NON-EMPLOYEE DIRECTOR DEFERRED STOCK UNIT AGREEMENT ANDREW CORPORATION LONG- TERM INCENTIVE PLAN
EXHIBIT 10.1
ANDREW CORPORATION LOGO)"/>
NON-EMPLOYEE DIRECTOR
DEFERRED STOCK UNIT AGREEMENT
XXXXXX CORPORATION
LONG-TERM INCENTIVE PLAN
DEFERRED STOCK UNIT AGREEMENT
XXXXXX CORPORATION
LONG-TERM INCENTIVE PLAN
THIS AGREEMENT is made as of the 8th day of February, 2005 (the “Grant Date”) between XXXXXX
CORPORATION, a Delaware corporation (the “Company”), and ___(the “Participant”).
WITNESSETH:
WHEREAS, the Company has adopted the Xxxxxx Corporation Long-Term Incentive Plan (the “Plan”)
for the purpose of providing incentives to selected key employees and directors by making available
to them opportunities to acquire an equity interest in the Company;
WHEREAS, the Participant has been granted a Deferred Stock Unit Award under the Plan; and
WHEREAS, the Participant and Company have agreed that this Agreement shall govern the terms of
the Deferred Stock Unit Award awarded on the Grant Date and shall supersede any prior agreement
regarding such Award;
NOW THEREFORE, in consideration of these premises, the parties hereto agree as follows:
1. Grant. The Company hereby grants to the Participant 5,000 Deferred Stock Units.

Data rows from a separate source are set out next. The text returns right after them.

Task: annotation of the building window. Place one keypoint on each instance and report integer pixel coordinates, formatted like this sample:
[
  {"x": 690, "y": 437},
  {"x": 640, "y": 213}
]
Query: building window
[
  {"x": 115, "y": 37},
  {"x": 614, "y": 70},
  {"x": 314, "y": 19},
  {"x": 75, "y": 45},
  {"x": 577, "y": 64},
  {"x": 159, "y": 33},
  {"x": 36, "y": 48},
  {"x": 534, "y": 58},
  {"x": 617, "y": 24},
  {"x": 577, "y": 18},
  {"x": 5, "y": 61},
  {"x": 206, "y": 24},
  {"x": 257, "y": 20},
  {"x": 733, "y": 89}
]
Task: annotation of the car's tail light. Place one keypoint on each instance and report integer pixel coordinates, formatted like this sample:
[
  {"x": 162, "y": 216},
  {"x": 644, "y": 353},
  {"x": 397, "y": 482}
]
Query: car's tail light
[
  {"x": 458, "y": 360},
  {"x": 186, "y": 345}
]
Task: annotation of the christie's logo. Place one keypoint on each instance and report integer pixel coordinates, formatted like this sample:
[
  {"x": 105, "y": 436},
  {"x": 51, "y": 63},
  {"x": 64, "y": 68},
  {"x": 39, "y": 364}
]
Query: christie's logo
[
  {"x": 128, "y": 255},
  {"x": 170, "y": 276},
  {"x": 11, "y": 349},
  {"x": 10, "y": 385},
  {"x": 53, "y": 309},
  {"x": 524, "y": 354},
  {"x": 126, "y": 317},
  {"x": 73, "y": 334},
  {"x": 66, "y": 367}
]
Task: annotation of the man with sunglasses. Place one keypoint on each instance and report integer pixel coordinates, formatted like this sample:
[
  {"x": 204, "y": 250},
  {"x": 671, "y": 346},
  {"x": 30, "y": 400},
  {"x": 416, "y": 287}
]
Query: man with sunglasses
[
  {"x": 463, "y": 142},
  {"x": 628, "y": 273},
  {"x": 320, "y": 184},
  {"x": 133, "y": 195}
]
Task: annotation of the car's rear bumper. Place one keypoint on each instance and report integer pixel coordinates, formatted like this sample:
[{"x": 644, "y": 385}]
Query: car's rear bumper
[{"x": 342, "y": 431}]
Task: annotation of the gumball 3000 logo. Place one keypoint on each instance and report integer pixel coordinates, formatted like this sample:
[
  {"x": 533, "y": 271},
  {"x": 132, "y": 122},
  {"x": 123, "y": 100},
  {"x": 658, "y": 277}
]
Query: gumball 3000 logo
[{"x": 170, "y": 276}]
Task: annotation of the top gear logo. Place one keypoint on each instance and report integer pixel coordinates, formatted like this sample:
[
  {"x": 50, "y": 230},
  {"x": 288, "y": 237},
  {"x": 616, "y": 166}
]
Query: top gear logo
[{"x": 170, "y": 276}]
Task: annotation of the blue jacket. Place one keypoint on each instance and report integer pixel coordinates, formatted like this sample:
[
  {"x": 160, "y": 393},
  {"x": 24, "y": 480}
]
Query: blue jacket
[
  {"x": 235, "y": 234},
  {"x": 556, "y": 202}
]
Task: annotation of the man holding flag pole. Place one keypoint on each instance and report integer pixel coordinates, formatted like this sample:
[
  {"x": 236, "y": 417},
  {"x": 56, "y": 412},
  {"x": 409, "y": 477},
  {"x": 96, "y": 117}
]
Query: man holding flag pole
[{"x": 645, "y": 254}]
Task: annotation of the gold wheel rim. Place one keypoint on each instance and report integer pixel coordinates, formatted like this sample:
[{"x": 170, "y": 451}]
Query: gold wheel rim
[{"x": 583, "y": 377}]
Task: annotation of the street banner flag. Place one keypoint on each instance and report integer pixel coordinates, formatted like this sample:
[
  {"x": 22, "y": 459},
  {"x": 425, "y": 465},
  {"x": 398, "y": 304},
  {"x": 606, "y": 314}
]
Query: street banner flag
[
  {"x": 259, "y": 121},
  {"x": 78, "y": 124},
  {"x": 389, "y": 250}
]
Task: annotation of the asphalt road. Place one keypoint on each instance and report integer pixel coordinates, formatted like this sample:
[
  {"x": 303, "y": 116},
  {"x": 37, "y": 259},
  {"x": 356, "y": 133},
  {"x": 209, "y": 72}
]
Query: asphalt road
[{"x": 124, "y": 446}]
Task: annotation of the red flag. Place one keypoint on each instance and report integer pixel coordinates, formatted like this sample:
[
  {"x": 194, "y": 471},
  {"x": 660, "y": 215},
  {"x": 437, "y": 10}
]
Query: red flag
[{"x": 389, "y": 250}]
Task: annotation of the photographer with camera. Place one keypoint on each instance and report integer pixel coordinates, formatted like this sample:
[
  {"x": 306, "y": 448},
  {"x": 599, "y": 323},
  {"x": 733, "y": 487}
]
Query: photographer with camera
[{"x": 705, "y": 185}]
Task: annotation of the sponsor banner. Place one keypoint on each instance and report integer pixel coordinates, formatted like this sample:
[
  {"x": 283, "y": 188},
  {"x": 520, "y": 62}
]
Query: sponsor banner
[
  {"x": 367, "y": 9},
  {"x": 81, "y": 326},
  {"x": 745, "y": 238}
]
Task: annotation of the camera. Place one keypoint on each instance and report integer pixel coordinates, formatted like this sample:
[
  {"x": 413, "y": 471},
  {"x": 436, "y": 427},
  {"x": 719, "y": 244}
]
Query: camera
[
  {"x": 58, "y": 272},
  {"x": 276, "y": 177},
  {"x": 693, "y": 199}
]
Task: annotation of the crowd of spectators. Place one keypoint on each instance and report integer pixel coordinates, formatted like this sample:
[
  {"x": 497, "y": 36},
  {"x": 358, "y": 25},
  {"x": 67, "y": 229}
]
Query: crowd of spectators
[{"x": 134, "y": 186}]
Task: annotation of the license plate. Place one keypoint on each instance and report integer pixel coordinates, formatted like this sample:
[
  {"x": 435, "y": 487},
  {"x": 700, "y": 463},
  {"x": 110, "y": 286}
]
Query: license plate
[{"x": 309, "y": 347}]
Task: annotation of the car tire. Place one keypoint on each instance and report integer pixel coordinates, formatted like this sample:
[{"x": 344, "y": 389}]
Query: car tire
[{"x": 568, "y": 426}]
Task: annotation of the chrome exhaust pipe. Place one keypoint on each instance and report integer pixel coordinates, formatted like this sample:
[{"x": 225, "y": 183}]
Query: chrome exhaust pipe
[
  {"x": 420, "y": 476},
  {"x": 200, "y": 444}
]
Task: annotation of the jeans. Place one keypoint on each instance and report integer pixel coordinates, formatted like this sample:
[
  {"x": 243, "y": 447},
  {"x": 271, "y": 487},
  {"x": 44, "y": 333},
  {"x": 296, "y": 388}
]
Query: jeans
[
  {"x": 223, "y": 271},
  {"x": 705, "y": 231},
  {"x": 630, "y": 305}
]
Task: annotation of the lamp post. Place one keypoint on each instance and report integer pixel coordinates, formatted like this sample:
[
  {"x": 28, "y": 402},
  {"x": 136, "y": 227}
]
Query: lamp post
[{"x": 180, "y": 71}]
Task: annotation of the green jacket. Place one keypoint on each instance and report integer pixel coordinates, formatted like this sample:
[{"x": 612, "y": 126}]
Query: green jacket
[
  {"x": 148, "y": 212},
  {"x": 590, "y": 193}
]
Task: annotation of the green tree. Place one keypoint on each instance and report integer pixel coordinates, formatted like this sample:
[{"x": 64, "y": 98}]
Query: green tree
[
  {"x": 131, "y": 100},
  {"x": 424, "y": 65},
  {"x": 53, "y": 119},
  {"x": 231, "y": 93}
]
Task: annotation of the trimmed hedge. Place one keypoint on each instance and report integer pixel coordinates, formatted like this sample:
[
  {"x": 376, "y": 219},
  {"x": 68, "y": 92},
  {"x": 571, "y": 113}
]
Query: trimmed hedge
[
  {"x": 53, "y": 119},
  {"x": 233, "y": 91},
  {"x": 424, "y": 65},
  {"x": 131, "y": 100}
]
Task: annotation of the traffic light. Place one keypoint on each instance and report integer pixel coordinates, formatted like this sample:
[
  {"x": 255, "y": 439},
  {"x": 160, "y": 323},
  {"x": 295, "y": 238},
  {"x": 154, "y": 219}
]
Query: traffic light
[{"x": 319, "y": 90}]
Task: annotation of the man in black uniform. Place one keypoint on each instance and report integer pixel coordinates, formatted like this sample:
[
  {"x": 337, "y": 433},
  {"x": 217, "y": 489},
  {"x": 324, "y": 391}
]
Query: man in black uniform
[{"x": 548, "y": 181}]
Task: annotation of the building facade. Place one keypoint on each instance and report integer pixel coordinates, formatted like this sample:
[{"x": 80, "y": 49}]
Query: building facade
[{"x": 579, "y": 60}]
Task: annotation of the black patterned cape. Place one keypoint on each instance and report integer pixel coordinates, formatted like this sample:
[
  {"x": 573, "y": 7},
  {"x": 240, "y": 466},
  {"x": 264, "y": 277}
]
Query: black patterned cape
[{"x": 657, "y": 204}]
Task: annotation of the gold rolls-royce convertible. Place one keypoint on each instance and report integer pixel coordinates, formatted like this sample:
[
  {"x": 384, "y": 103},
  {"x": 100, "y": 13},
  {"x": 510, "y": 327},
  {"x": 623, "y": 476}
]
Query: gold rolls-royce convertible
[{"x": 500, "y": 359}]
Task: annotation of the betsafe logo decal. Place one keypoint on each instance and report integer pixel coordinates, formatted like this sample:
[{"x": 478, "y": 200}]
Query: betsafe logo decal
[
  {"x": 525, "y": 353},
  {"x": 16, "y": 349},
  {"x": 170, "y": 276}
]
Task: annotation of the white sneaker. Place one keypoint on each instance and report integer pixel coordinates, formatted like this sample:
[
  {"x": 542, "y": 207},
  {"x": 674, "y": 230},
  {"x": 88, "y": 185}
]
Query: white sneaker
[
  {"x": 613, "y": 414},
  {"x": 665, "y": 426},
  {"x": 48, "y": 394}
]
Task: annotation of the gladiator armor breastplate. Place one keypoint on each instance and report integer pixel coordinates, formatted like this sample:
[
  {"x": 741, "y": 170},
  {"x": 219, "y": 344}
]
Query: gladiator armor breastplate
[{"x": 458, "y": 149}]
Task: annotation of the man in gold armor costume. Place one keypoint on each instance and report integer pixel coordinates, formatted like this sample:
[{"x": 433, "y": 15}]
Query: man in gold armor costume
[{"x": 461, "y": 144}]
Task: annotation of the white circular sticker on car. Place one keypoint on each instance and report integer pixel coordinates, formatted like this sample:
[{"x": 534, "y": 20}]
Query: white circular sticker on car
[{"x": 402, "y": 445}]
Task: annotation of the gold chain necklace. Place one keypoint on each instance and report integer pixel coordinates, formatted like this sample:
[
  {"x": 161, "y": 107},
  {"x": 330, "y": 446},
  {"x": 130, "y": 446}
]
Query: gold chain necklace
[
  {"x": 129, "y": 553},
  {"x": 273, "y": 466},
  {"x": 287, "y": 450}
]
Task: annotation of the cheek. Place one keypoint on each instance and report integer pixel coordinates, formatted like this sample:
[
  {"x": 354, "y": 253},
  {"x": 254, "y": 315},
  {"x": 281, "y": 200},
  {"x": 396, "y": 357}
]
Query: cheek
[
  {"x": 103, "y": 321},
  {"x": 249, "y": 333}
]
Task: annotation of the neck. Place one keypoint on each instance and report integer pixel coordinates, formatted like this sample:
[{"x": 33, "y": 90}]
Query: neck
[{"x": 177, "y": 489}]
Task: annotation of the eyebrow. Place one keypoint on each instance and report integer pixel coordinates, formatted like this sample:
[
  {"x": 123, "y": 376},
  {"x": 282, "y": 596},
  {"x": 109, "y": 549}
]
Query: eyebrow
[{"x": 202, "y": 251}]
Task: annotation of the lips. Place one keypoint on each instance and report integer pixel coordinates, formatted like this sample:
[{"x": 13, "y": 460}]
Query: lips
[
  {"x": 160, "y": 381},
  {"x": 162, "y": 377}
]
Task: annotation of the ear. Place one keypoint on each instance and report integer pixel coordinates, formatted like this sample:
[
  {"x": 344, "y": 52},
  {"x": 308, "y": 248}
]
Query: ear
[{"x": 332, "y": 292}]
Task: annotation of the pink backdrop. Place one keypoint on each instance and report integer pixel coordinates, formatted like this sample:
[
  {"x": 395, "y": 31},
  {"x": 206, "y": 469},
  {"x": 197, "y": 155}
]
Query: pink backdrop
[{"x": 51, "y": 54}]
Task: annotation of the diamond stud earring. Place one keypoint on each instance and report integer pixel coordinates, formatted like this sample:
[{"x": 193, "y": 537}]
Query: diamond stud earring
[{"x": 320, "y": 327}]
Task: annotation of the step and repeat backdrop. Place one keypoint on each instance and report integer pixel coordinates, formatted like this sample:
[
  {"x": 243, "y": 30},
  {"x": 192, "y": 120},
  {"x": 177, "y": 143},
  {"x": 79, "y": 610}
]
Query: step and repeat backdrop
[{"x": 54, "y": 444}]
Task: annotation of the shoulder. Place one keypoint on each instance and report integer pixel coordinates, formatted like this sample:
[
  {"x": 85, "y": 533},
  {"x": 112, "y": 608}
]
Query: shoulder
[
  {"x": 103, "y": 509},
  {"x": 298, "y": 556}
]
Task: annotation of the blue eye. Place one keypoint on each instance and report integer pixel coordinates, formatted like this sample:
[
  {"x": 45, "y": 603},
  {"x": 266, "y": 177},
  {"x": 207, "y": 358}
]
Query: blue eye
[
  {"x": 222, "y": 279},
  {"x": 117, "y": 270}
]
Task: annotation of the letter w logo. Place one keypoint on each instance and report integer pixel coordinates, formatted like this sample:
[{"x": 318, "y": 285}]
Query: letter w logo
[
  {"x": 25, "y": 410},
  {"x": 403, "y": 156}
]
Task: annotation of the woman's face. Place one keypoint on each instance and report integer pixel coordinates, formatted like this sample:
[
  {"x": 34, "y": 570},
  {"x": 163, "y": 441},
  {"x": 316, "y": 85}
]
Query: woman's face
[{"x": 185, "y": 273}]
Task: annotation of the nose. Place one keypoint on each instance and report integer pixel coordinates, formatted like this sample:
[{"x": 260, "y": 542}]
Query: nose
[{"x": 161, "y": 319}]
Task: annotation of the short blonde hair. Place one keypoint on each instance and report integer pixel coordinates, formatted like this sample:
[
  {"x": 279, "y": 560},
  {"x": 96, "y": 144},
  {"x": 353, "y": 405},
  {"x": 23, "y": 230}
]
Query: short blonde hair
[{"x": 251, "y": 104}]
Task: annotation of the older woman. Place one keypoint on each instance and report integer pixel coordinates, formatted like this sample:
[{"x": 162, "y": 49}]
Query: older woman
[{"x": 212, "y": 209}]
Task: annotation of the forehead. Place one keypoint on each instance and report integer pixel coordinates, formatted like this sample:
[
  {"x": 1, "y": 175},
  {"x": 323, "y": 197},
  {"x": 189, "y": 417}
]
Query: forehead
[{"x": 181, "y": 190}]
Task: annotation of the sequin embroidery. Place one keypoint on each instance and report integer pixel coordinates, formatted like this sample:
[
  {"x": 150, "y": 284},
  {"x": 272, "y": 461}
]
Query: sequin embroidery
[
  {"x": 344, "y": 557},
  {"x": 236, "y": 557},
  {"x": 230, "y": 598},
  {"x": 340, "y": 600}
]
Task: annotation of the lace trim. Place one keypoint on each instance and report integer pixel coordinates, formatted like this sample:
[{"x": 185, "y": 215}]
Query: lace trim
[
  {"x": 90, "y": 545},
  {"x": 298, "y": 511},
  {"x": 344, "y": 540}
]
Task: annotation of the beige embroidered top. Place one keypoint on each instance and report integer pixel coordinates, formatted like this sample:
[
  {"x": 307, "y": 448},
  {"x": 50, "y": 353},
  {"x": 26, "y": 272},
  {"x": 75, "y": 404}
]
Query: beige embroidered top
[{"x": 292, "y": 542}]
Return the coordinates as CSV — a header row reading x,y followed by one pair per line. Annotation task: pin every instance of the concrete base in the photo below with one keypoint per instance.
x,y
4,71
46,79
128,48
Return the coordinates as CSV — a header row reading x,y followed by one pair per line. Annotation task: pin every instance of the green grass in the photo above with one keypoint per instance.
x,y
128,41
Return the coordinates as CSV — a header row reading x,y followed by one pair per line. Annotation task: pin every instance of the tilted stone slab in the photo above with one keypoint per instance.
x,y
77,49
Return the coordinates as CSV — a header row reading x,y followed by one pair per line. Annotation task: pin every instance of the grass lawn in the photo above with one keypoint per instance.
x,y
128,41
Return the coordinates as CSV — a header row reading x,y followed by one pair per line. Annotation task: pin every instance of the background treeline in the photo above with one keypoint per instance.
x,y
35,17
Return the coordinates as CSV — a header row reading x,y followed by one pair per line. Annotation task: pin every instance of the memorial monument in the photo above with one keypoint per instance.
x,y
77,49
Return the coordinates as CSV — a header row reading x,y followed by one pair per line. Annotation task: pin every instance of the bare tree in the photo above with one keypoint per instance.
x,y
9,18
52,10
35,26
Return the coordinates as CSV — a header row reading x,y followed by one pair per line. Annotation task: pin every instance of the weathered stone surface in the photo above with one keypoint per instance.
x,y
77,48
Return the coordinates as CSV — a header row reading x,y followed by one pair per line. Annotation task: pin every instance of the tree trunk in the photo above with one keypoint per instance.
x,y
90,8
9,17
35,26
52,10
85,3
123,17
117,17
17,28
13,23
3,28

Each “Deferred Stock Unit” shall entitle the Participant to one Share on the vesting date, subject
to the terms of the Plan and this Agreement. Unless the context clearly provides otherwise, the
capitalized terms in this Agreement shall have the meaning ascribed to such terms under the Plan.
2. Vesting; Termination of Service. The Deferred Stock Units awarded under this
Agreement shall vest and become nonforfeitable in accordance with the following:
(a) | Subject to the following provisions of this Section 2, the Deferred Stock Units shall vest and become nonforfeitable on the fourth anniversary of the Grant Date. | ||
(b) | If the Participant’s service on the Board terminates by reason of death, Disability or Retirement, any unvested Deferred Stock Units which have not previously been forfeited under this Section 2 shall vest and become nonforfeitable on the date of such death, Disability or Retirement. |
(c) | Unless forfeited earlier under paragraph (d) below, any unvested Deferred Stock Units shall vest and become nonforfeitable upon a Change in Control. | ||
(d) | If the Participant’s termination of service on the Board occurs for any reason other than death, Disability or Retirement, all Deferred Stock Units which have not vested as of the date of such termination of service shall be permanently forfeited on such date, unless the Board determines otherwise in its discretion. |
Notwithstanding any provision of the Plan to the contrary, for purposes of this Section 2, Change
in Control shall be construed consistent with the provisions of Section 409A of the Code. For
purposes of this Agreement, the term “Retirement” shall mean cessation of the Participant’s service
as a director of the Company (i) on or after attainment of age 72, (ii) upon attainment of the term
limit for Directors of 12 years, or (iii) under such other circumstances that the Board deems to be
a Retirement, in its sole discretion.
3. Payment of Deferred Stock Units. Deferred Stock Units that are vested in
accordance with Section 2 above shall be settled on the earlier of the Participant’s termination of
service on the Board, or the fourth anniversary of the Grant Date. As soon as practicable after
such settlement date, the Participant shall be transferred one Share for each Deferred Stock Unit
being settled on such date.
4. Dividend Equivalents. On each dividend record date for Shares, the Participant
shall be credited with dividend equivalents in the form of additional Deferred Stock Units. The
amount of additional Deferred Stock Units to be credited shall be equal to the amount of cash or
the number of Shares of stock dividends that would have been payable to the Participant if each
outstanding Deferred Stock Unit on such dividend record date had been an issued and outstanding
Share. If such dividends are payable in cash, the cash amount will be converted to Deferred Stock
Units based on the Fair Market Value of a Share on the date such dividends are paid. Deferred
Stock Units received under this Section 4 shall vest in accordance with Section 2 of this
Agreement, at the same time as the underlying Deferred Stock Units to which they relate.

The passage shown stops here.